Now that we’ve seen how it works, here are some clues for cleaving through large slabs of spam quickly and effectively..
- Comment text – legit comments tend to look real and stand out among the junk
- Gravatars – usually a good signal of quality, but spammers can haz gravatars too
- Link text – stupid link text is a huge giveaway, like “Baby Ugg Boots” or whatever
- Site URL – anything more than a domain or first-level subdirectory is probably spam
- Excessive links – legitimate comments rarely contain more than one or two links
Here’s a screenshot illustrating some of these aspects of spam. Of course, there are plenty more examples waiting for you in Ye Olde Spam Bin!

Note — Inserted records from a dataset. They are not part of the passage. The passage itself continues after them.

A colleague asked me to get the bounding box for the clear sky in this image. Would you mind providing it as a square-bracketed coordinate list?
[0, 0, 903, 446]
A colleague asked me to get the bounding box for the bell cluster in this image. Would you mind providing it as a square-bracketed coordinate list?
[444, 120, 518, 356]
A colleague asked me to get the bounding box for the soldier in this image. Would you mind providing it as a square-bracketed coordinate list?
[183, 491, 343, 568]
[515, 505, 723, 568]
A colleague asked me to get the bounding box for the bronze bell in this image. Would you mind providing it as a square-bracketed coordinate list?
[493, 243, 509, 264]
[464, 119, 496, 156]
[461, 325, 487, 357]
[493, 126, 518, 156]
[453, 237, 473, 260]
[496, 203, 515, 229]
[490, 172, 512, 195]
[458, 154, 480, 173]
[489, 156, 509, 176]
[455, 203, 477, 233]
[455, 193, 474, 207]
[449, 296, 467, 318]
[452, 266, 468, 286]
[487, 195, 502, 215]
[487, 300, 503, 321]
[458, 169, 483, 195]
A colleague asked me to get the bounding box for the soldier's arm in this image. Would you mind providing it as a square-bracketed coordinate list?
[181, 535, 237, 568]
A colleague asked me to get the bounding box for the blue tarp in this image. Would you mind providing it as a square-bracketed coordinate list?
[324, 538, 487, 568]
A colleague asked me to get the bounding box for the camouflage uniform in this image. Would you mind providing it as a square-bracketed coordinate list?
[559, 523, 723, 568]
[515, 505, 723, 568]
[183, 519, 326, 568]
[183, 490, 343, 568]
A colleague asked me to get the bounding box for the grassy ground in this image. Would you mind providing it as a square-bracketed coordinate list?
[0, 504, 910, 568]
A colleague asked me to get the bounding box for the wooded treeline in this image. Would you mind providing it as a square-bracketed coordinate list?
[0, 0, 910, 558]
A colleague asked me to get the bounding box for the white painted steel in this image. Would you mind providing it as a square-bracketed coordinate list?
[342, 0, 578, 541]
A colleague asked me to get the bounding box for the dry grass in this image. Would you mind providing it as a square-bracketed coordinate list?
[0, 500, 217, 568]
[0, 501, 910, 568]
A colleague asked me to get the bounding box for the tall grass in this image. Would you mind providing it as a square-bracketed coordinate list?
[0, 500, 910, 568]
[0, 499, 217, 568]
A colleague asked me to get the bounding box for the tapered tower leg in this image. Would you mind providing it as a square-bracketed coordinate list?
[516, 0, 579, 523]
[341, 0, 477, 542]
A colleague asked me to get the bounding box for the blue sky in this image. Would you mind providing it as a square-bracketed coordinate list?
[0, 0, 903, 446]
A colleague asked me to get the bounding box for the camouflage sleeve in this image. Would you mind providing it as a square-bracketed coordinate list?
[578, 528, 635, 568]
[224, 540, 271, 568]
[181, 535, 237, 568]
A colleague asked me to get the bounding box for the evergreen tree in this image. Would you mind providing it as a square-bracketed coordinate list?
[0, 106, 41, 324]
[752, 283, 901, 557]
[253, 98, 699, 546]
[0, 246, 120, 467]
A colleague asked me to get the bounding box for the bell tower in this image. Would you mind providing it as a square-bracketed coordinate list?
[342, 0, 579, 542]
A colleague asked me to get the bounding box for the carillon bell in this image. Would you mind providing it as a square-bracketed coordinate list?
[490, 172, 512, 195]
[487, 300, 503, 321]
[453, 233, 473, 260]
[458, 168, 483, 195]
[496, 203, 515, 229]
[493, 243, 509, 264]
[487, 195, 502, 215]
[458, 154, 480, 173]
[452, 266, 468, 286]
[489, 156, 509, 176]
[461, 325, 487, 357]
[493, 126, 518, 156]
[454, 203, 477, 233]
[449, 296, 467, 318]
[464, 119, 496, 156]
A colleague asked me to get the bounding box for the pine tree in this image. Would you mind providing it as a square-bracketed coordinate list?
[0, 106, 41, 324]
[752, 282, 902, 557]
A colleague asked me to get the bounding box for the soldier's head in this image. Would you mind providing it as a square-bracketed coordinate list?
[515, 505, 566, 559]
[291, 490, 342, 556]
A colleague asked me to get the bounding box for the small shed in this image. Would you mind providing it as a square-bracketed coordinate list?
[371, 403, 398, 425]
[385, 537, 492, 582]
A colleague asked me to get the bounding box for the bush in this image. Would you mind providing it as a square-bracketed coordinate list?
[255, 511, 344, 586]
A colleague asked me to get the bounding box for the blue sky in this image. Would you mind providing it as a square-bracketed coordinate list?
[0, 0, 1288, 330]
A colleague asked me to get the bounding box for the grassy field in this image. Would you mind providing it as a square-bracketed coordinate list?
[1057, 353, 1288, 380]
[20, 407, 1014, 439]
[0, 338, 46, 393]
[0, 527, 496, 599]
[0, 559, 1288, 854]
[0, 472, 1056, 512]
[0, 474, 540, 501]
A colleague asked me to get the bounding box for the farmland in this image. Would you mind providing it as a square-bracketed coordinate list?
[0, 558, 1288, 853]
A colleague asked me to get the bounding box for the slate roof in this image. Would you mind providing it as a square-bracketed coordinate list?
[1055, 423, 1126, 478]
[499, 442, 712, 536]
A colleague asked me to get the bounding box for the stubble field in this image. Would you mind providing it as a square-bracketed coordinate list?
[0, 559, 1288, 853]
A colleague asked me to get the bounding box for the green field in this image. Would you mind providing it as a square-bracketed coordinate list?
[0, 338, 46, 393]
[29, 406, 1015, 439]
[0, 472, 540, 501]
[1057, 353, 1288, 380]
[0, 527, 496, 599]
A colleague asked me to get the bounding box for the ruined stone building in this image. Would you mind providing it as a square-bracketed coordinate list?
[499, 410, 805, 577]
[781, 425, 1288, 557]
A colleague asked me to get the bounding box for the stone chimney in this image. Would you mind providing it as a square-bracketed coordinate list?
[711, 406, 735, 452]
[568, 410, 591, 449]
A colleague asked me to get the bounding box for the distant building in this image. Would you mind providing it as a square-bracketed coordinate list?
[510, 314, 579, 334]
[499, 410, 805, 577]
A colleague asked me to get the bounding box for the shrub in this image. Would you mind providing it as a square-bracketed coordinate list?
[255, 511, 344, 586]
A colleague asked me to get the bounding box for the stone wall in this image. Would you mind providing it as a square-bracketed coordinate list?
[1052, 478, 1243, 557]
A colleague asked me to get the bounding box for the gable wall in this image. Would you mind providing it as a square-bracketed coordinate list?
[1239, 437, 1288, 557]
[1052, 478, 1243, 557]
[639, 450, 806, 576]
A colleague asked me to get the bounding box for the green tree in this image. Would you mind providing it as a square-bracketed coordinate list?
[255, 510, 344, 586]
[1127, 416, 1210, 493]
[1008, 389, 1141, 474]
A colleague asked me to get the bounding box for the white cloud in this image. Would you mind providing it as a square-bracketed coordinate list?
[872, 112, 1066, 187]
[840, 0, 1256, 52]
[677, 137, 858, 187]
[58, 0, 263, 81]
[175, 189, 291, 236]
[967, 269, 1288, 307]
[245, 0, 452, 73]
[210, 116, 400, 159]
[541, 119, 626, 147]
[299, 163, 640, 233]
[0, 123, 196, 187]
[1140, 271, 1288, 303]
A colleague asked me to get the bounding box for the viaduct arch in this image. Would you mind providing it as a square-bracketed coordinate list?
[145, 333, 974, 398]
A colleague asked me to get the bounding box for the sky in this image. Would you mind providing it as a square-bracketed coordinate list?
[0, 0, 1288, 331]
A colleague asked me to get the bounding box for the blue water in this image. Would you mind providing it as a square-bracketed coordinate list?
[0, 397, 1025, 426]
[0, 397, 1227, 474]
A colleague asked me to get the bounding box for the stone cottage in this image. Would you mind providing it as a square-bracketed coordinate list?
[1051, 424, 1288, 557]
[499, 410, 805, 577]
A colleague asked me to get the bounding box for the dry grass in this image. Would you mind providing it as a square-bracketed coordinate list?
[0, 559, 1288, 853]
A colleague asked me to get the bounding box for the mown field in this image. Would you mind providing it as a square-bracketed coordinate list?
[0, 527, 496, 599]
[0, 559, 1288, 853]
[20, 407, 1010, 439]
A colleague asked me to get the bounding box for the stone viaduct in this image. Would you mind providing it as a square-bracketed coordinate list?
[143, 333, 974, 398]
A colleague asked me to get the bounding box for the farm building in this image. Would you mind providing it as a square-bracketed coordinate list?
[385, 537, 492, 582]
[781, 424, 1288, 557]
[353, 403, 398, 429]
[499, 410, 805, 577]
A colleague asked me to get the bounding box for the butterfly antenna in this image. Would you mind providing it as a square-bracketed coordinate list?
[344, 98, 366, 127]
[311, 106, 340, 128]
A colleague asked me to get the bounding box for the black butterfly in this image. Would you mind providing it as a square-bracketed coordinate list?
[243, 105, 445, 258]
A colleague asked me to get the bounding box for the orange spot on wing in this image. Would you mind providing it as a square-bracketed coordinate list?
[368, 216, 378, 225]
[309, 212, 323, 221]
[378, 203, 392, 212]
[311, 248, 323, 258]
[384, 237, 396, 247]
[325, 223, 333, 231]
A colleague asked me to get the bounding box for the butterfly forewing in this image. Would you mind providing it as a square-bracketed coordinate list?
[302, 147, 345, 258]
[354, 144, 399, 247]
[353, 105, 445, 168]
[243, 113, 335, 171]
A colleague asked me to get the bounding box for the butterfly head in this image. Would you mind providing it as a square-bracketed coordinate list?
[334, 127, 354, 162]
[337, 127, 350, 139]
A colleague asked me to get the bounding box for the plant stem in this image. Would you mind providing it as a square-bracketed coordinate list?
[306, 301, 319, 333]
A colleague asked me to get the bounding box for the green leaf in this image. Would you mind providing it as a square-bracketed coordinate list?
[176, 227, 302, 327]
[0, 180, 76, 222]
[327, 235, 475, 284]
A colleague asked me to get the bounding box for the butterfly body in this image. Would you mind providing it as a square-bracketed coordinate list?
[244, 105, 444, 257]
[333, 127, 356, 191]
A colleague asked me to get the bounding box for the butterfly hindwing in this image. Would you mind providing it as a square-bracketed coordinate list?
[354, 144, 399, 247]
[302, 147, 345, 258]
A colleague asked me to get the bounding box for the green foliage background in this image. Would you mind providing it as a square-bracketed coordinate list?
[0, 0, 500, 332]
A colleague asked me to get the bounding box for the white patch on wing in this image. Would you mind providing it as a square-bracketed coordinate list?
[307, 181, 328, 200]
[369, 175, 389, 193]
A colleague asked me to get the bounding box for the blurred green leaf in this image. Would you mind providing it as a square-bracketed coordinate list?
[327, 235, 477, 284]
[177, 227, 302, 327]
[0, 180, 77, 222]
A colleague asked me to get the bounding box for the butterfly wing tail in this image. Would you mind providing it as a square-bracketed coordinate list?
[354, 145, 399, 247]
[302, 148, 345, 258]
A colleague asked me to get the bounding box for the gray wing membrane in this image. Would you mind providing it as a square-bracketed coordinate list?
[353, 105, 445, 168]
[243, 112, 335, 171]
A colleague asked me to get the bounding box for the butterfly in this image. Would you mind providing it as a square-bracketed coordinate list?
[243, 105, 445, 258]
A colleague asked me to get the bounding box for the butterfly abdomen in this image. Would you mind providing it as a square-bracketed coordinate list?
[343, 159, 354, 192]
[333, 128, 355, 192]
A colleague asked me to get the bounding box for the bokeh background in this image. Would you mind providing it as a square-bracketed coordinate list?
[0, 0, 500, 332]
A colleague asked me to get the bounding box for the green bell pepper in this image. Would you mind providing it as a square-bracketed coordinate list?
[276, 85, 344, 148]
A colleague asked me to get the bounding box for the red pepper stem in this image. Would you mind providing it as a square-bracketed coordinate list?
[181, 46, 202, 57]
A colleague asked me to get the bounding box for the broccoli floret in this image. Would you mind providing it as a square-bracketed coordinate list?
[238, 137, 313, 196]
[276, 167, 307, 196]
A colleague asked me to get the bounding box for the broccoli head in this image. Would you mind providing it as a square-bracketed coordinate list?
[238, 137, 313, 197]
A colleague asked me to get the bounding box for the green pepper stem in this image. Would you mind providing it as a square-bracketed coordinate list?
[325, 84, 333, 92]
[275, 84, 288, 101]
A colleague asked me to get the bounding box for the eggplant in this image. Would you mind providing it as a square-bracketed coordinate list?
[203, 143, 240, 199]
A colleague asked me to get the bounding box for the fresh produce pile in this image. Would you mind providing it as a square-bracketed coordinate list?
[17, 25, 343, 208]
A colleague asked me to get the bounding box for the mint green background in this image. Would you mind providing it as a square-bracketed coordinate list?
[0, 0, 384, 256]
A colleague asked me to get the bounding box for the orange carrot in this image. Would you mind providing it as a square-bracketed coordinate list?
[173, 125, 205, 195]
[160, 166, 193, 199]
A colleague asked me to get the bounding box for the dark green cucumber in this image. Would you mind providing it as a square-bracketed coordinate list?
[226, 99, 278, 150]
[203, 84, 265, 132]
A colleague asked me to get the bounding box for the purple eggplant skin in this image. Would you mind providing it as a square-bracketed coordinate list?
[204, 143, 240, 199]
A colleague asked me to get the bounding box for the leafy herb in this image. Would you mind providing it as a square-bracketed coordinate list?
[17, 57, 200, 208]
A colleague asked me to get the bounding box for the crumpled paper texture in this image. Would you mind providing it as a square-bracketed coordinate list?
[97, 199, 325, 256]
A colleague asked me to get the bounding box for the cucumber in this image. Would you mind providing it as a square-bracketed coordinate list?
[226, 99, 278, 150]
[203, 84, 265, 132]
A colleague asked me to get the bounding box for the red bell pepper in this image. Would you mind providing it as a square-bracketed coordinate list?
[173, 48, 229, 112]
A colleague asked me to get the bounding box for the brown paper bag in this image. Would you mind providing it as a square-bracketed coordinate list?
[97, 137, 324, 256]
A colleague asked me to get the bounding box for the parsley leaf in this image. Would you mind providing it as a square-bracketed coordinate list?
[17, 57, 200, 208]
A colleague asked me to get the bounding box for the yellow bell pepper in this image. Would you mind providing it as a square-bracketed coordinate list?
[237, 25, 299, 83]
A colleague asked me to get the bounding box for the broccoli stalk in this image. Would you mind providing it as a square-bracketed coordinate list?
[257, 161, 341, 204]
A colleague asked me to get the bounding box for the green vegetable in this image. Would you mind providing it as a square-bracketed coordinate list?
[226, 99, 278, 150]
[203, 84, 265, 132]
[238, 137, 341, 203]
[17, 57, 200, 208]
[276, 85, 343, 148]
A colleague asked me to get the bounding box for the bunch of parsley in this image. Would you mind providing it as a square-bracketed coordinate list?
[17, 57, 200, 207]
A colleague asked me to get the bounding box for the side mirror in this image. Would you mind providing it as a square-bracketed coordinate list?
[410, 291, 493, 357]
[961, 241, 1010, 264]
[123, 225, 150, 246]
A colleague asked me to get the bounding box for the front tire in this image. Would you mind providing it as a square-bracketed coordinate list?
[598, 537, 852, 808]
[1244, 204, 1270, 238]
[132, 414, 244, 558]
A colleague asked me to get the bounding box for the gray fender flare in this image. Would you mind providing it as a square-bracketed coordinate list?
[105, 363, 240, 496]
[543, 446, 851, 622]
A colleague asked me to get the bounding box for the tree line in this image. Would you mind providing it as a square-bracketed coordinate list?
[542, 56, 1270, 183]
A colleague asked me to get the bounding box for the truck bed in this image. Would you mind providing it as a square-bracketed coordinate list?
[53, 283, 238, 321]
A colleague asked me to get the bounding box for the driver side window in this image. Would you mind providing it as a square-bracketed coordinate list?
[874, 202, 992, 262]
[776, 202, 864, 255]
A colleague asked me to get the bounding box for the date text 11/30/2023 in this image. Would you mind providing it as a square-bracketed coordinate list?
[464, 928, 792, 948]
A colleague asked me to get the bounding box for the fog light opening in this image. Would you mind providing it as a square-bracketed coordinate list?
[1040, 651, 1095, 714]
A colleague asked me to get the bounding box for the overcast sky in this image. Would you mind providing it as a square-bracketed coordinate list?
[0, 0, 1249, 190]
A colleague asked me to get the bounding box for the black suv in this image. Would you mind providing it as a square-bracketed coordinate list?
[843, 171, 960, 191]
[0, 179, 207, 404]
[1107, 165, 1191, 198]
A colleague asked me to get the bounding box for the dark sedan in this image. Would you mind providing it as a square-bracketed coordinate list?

Those are the big giveaways, but it’s generally easier/quicker to scan for ham than spam. That is, rather than looking for evidence of spam, scan for signs of legitimacy and quality. So a good example would be scanning for gravatars – you’re not trying to find the grey mystery man icon, you’re looking for something original, like the flag icon in the previous screenshot. With some repetition, the visual clues sort of gel together and the ham just sort of jumps out at you as sift through the pile.
Wrapping it up..
So what did we learn? Spam is the bad stuff, ham is the good stuff. WordPress doesn’t flag anything as spam by itself unless you add phrases to the comment blacklist. Add a great anti-spam plugin such as Akismet to the mix, and you’ve made your life easier by automating the process. But if you care about your readers and their feedback, you should periodically scan through your spam comments and rescue any false positives. With some repetition, checking your spam and saving ham comments takes only a few minutes, improves the quality of your site, and keeps commentators happy and ready for more.
Why is Conditional CAPTCHA for WordPress rarely mentioned when someone’s trying to tackle the false-positives problem? It’s a really good plugin that deserves more mentions!
Basically, it allows commenters to rescue their own spam-flagged comments by displaying a CAPTCHA form on the next page, after the comment is submitted—and this happens only when Akismet marks a comment as spam. Otherwise, the comment goes through safely without the user having to deal with any CAPTCHA…
Wow, I had no idea.. Thanks for bringing that to our attention – sounds like a good solution for preventing false-positives. And it works with Akismet? Even better.
Yeah, it works with Akismet (and a couple other spam protection plugins that have integration API)!. I’m glad you like the plugin!
That’s great! This is going to be incredibly handy for me. Can’t believe I didn’t know about it. Thanks man!
Well, it’s not earth-shattering news or anything, but glad if it helps out!